Sunday, March 30, 2014

Candy Crush network

King Digital, the creators of the popular smartphone game Candy Crush Saga were listed on the New York Stock Exchange two days after this game was shown to be NP-hard [1]. Could these two events be somehow related? Anyway, although the King Digital shares are not doing well, the NP-hardness proof still stands. A different NP-hardness proof for Candy Crush actually appeared on the arXiv a few weeks earlier [2], but was based on rules that are slightly different from the usual rules of Candy Crush.

So what is Candy Crush? It is a smartphone / tablet game having a rectangular board filled with different types of candies. A player can score points by swapping two adjacent candies in order to match three or more candies of the same type. This seems to be even more addictive than eating candies, which made the game the most popular game of Facebook, and led to a 568 million dollar profit for King Digital in 2013.

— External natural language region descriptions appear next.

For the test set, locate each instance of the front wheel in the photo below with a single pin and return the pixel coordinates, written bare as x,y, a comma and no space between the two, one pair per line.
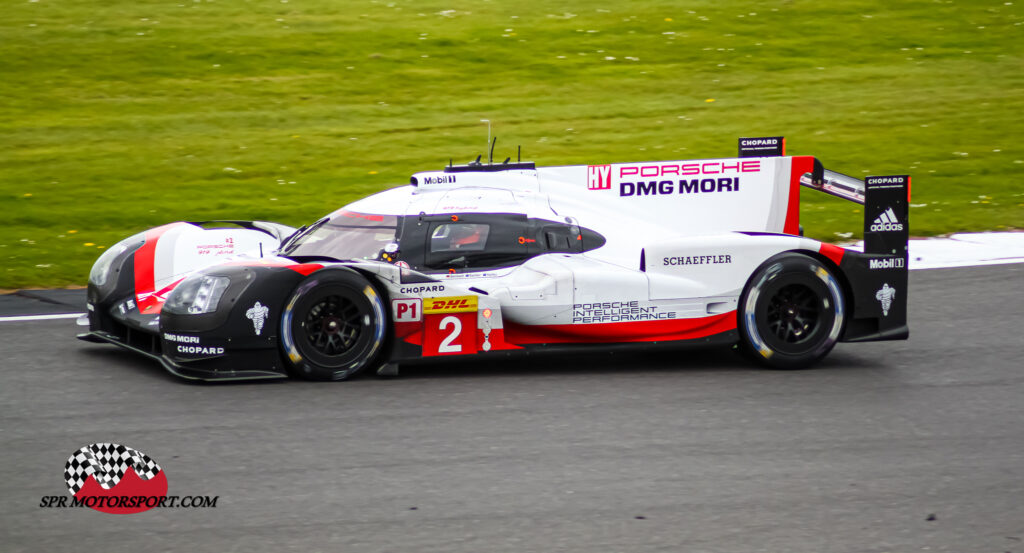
792,311
333,326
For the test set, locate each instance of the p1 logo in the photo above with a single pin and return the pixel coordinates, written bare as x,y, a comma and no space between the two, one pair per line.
114,478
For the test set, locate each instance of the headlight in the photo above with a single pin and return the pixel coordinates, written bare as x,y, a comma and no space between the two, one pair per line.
197,295
101,268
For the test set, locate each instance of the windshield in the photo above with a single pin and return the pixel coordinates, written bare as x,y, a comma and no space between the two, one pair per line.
346,235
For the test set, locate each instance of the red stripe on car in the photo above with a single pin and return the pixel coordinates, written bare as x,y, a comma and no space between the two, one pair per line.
832,252
640,331
801,165
145,296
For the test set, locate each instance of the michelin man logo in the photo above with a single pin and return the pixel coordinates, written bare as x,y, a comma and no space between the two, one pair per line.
257,313
886,296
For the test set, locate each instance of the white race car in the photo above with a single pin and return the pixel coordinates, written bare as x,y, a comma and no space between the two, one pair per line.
501,259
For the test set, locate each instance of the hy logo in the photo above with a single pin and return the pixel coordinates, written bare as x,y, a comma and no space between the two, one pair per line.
598,177
103,475
257,313
887,221
886,296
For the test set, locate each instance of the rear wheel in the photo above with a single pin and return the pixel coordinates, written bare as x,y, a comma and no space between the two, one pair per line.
792,311
333,326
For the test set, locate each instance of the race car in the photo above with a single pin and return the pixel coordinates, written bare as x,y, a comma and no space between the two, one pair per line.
500,259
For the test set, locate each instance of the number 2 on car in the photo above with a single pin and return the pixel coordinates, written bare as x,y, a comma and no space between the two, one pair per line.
450,326
407,310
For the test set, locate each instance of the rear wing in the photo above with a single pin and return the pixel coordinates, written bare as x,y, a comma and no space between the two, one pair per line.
879,277
886,199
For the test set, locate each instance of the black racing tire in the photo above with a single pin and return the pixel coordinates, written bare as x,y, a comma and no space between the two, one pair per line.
333,326
792,311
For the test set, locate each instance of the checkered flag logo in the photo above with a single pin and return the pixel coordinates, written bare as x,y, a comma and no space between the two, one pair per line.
108,463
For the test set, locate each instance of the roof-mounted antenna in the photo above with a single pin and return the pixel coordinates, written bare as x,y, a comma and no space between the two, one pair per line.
487,121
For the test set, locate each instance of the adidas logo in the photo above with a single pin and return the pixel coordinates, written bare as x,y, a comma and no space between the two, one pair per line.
887,221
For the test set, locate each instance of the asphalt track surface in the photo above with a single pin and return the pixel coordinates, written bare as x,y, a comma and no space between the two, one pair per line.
889,447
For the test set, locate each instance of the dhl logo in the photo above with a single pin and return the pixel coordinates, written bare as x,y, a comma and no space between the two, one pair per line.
458,304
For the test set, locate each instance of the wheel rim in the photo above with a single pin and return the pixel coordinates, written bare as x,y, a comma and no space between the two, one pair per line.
793,313
333,325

Interestingly, Candy Crush Saga is one of a large family of games that are all based on matching objects. These games all seem to be closely related. Moreover, their genealogy is not tree-like at all, as shown below. Many modern games have been derived by combining ideas from different older games. In other words, the genealogy of such games can best be described by a phylogenetic network.

A phylogenetic network for Bejeweled-type games, taken from [1], which was in turn taken (after modification) from [3].

This network is clearly a rooted, genealogical phylogenetic network (although it does not have a unique root).

So what does the NP-hardness of Candy Crush tell us? Nothing, of course, except that the 97 million people daily playing Candy Crush are pouring all their energy into solving a frivolous, but nevertheless intrinsically hard, problem. This is a pity because, since Candy Crush is NP-hard, one can (at least in theory) encode any NP-complete problem as a Candy Crush episode. This could be used to let all these 97 million people solve more useful NP-complete problems every day. For example, we could encode massive phylogenetic network reconstruction problems as Candy Crush episodes, and use this to construct the Web of Life in a few days!


[1] Luciano Gualà, Stefano Leucci, Emanuele Natale. Bejeweled, Candy Crush and other match-three games are (NP-)hard, (24 March 2014)

[2] Toby Walsh. Candy Crush is NP-hard, (8 March 2014)

[3] Jesper Juul. A casual revolution: reinventing video games and their players. The MIT Press, 2012.

Later note:
It turns out that the figure shown above is not actually taken from [3], in spite of the claim made in [1]. The figure in [3] is re-drawn from [4], and the genealogy as shown in [1] is edited directly from [4], not [3]. The editing consists of deleting all of the many other descendants of Tetris. The original complete figure is available here.

[4] Jesper Juul. Swap adjacent gems to make sets of three: a history of matching tile games. Artifact 1: 205-216, 2007.